Já imaginou pôr de lado a sua inseparável colher de pau e usar bisturi, lixa, lupa e maçarico para confeccionar a sua ceia de Natal? Talvez não. Mas há quem o faça.

Equipa Olímpica Júnior: em baixo, da esquerda para a direita, Celso Padeiro, Nuno Seixas, Chef António Bóia, Luís Gaspar; em cima, Samuel Mota e João Cunha (da equipa faz parte também Pedro Monteiro que não está na foto)

Luís Gaspar, natural de Regueira de Pontes (Leiria), e Samuel Mota, de Tojal (Porto de Mós), têm 19 anos e são cozinheiros profissionais. Luís Gaspar trabalha no Hotel Grand Real Villa Itália e Samuel Mota no Hotel Altis Belém.

O primeiro formou-se na Escola Profissional de Leiria e o segundo na de Fátima. Mas foi apenas o ano passado que se cruzaram pela primeira vez, quando foram seleccionados de entre 30 candidatos para integrar a Equipa Olímpica Júnior que irá representar Portugal no Campeonato do Mundo de Culinária 2010 no Luxemburgo.

A prova inicia no dia 21 de Novembro para a equipa portuguesa que treinou meses a fio para criar e confeccionar com toda a minúcia pratos exclusivos.

“O nível de competição é tão exigente que a vitória decide-se por pequenos detalhes, por milímetros”, sublinha Luís Gaspar, que não
é pasteleiro mas ficou perito na arte de executar sobremesas.
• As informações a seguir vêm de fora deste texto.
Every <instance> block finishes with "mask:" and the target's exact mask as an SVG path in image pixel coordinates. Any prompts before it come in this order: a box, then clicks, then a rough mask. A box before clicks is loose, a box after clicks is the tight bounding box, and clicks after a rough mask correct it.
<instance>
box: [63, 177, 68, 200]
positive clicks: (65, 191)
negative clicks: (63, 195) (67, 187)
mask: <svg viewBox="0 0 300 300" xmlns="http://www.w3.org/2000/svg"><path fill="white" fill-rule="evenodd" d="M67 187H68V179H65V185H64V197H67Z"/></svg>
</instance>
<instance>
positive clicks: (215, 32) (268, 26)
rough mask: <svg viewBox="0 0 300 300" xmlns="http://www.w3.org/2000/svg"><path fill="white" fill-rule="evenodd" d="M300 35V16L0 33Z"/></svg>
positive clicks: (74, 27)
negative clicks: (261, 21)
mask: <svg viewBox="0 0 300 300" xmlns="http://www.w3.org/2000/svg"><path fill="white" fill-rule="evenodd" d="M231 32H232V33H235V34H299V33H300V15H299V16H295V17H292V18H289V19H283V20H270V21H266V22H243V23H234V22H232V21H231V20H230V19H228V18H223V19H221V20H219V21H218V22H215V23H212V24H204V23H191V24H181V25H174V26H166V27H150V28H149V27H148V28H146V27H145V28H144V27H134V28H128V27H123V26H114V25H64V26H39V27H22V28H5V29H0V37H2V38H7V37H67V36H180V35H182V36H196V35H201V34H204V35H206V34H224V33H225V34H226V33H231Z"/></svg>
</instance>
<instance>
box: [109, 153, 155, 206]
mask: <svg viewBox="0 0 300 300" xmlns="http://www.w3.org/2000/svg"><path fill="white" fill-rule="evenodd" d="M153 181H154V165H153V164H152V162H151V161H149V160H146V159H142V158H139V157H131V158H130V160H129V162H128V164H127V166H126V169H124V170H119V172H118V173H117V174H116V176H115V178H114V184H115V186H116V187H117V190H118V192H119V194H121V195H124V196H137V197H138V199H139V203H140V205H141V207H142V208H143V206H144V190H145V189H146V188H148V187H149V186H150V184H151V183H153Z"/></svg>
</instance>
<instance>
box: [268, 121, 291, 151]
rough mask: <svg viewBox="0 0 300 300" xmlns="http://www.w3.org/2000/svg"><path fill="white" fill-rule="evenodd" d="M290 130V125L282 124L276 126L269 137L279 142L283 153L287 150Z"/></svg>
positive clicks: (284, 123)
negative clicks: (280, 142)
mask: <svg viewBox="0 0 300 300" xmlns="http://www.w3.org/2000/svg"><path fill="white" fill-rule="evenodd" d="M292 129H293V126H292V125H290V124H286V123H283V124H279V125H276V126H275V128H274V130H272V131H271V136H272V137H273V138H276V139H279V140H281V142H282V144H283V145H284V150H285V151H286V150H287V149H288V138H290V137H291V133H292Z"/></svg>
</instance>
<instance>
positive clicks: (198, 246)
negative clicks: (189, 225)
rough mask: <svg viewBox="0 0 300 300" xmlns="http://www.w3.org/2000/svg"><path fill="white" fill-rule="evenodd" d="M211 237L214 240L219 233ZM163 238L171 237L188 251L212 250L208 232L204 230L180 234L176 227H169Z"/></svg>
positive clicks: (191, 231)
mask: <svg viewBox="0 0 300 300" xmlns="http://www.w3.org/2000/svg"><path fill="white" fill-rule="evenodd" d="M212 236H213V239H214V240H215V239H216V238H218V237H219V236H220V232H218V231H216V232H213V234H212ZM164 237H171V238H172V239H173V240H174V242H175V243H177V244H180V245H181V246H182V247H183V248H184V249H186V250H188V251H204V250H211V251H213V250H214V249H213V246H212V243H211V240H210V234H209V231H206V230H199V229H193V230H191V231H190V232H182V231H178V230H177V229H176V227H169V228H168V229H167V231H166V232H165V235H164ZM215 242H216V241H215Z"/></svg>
Além de finger food (miniaturas), a equipa terá de apresentar um buffet com várias sopas, pratos principais, sobremesas e um centro de mesa. No caso, um galo de Barcelos em chocolate com 60 centímetros de altura. Mas há mais.

À selecção caberá ainda servir um menu quente com entradas, um prato principal e uma sobremesa para 60 pessoas.

Se os últimos meses foram difíceis, as últimas semanas foram ainda mais desgastantes, até porque os seis jovens cozinheiros nunca deixaram de trabalhar, tentando conciliar as obrigações profissionais com horas de treino no restaurante da Associação de Cozinheiros Profissionais Portugueses, em Lisboa, onde repetiram os pratos a concurso até à exaustão.

“Fizemos várias directas”, conta Samuel Mota, preparando-se para mais uma semana intensa. “Sempre que posso treino nos intervalos
do trabalho e, por vezes, até às quatro da manhã”.

Sem subsídios do Estado, a participação neste concurso depende do apoio dos patrocinadores. Os concorrentes portugueses não são remunerados. Vale-lhes o “amor à camisola, a paixão pela arte da culinária e a honra de representar Portugal” além fronteiras, acrescenta Luís Gaspar.

Quanto à competição, Samuel Mota receia sobretudo a pressão e o nervosismo. Cada vez mais competitiva, a arte de cozinhar já não
é o que era. “Tem sido mais valorizada e há cada vez mais jovens com potencial. O cozinheiro já não é o senhor de bigode e barrigudo”, adianta Luís Gaspar. Ainda assim, em Portugal, come-se em demasia.

“As pessoas preferem a quantidade à qualidade e nós queremos mudar um pouco isso”, resume. O 11º Salão de Gastronomia do Luxemburgo decorre de 20 a 24 de Novembro. Mais de mil cozinheiros de todo o mundo irão competir em várias categorias e serão avaliados por 58 chefs de renome internacional.